In an ideal world with consistent, steady traffic and no traffic bursts, the proper Refinery cache configuration would be set AvailableMemory to utilize all of the available system RAM. Unfortunately, we do not live in an ideal world. Instead, we provide an exploratory approach to sizing Refinery based on experimentation using your actual traffic pattern and volume.

As a rough starting point, set MaxMemoryPercentage to 75 to use 75% of AvailableMemory and set CacheCapacity to the equivalent percentage of AvailableMemory value divided by 10,000 in bytes. For example, if the system’s RAM is 4GB and 75% of that value is approximately 3GB, then set the CacheCapacity to 300_000.

To tune the MaxMemoryPercentage value, monitor process_uptime_seconds and look for restarts. If Refinery restarts due to Out Of Memory exceptions or due to the host’s Out Of Memory Killer, decrease MaxMemoryPercentage to give Refinery more head room on the system.

Sizing The Receive Buffers 

Monitor incoming_router_dropped and peer_router_dropped, and look for values above 0. If either metric is consistently above 0, increase CacheCapacity. The receive buffers are consistently three times the size of CacheCapacity.

Sizing The Send Buffers 

Monitor libhoney_peer_queue_overflow and look for values above 0. If it is consistently above 0, increase PeerBufferSize.
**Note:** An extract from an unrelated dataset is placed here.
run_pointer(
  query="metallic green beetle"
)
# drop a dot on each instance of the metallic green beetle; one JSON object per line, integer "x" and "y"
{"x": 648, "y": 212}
The default PeerBufferSize is 100,000.

Monitor libhoney_upstream_queue_length and look for values to stay under the UpstreamBufferSize value. If it hits UpstreamBufferSize, then Refinery will block waiting to send upstream to the Honeycomb API. Adjust the UpstreamBufferSize as needed. The default UpstreamBufferSize is 10,000.

Scaling The CPU 

Monitor CPU usage on the host(s), and target for 80% CPU usage. Spiking to 90% is acceptable but avoid spiking to 100%. If CPU utilization is too high, add more cores or more hosts as needed.

Scaling The RAM 

Monitor collect_cache_buffer_overrun and look for values above 0. If it is consistently above 0, add more RAM or most hosts as needed. Note that occasional blips are acceptable (see collector metrics). If you add more RAM, do not forget to re-size the cache.